Deeper Critique of Gemini 2.5 Pro Based on Actual Use Cases
Case Study: Working with Files Up to 400K Tokens
One of the clearest weaknesses in Gemini 2.5 Pro (month 5 & 6 versions) is how it handles very large contexts, like a file with 400,000 tokens. When I tried to get the model to re-parse or re-process that content:
The Pro version kept leaning toward summarization, even when explicitly instructed not to.
Even when I split the content into smaller chunks, and asked for a full response per chunk, the Pro version still defaulted to summarized or compressed replies.
This behavior persisted across attempts, showing that the attention mechanism is not only weak over long contexts, but also not adaptive to user intent in such cases.
Meanwhile…
Flash Version: Richer, Fuller, More Aligned Responses
The Gemini Flash model, when tested on exactly the same input, was far better at:
Expanding on the content instead of collapsing it.
Producing long, detailed, and coherent responses.
Respecting the contextual space given in each chunk, without falling back to lazy summarization.

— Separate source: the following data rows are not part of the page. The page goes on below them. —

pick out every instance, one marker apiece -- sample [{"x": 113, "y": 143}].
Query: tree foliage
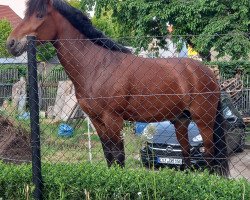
[
  {"x": 5, "y": 29},
  {"x": 204, "y": 24}
]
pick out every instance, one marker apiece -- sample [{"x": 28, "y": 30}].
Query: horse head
[{"x": 38, "y": 22}]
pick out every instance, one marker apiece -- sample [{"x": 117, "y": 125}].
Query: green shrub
[
  {"x": 73, "y": 181},
  {"x": 229, "y": 67}
]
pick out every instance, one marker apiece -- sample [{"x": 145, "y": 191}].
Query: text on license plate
[{"x": 175, "y": 161}]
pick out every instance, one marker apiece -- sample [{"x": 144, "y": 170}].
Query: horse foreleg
[
  {"x": 181, "y": 126},
  {"x": 109, "y": 130}
]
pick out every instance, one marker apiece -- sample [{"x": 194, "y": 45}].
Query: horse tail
[{"x": 221, "y": 165}]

Flash clearly exhibits more emergent behavior, where the model builds on the context rather than compressing it. It flows with the user’s goal, rather than imposing its own optimization shortcuts.
“Thinking” ≠ Intelligence
The whole idea that “thinking” improves LLM responses needs to be questioned.

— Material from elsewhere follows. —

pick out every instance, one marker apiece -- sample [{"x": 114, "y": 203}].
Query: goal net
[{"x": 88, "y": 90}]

What people call “thinking” is actually just:
A set of linear or tree-structured steps.
Reorganization of tasks.
Breaking problems into parts, then reassembling the answer.
This might work for logic puzzles, but when dealing with huge, multi-threaded contexts, that method actually slows down and weakens the output.
In practice, I’ve seen that:
Well-trained models don’t need to ‘think’ — they just respond intelligently.
And ironically, sometimes, when you turn off the “thinking” pattern, the responses become cleaner, sharper, and more insightful.
Cost-Cutting Reflected in Response Quality?
It honestly feels like Gemini 2.5 Pro has been tuned to save computation cost, even if that means:
Shorter, less detailed answers.
Overuse of summarization.
Less willingness to maintain semantic density in long replies.
This is especially noticeable when you compare it to older Pro versions, which were:
More expressive.
More semantic-heavy.
More generous with token usage when the context demanded it.
It’s as if 2.5 Pro’s default behavior is:
“Why expand, when I can just compress and give you a surface-level answer?”
That might save server time, but it breaks the value of LLMs in serious use cases.
Connection Across Conversation Segments
Another limitation in Gemini 2.5 Pro is its inability to weave together ideas across different parts of a conversation.
Even if it has access to all prior content:
It doesn’t initiate connections unless forced.
It lacks emergent linking between themes unless the structure is spoon-fed.
It’s more reactive than constructive.
This makes it feel like the model is waiting for commands, instead of actively collaborating with the user in a flowing dialogue.
Suggestion: “Disable Thinking” Option in Pro
We need an option in Gemini Pro to disable forced “thinking-style” steps.
Some tasks don’t need breakdowns, and in fact, suffer when they’re broken down.
This is especially true when:
You’re working with long narratives.
You want raw expansion, not deduction.
You need density of information, not hierarchy.
Final Thought
If Flash can do it better, richer, and faster, then what’s the point of calling the Pro “Pro”?
The potential is clearly there—but the defaults are sabotaging it. Let Pro be pro by:
Giving full responses when needed.
Respecting the user’s intent, not just the optimization logic.
Making “less thinking, more responding” a real option, not a workaround.
##To clarify, the Pro version can link the context and events, but not with the quality of Flash, which, if it had more limits, would be better than Pro.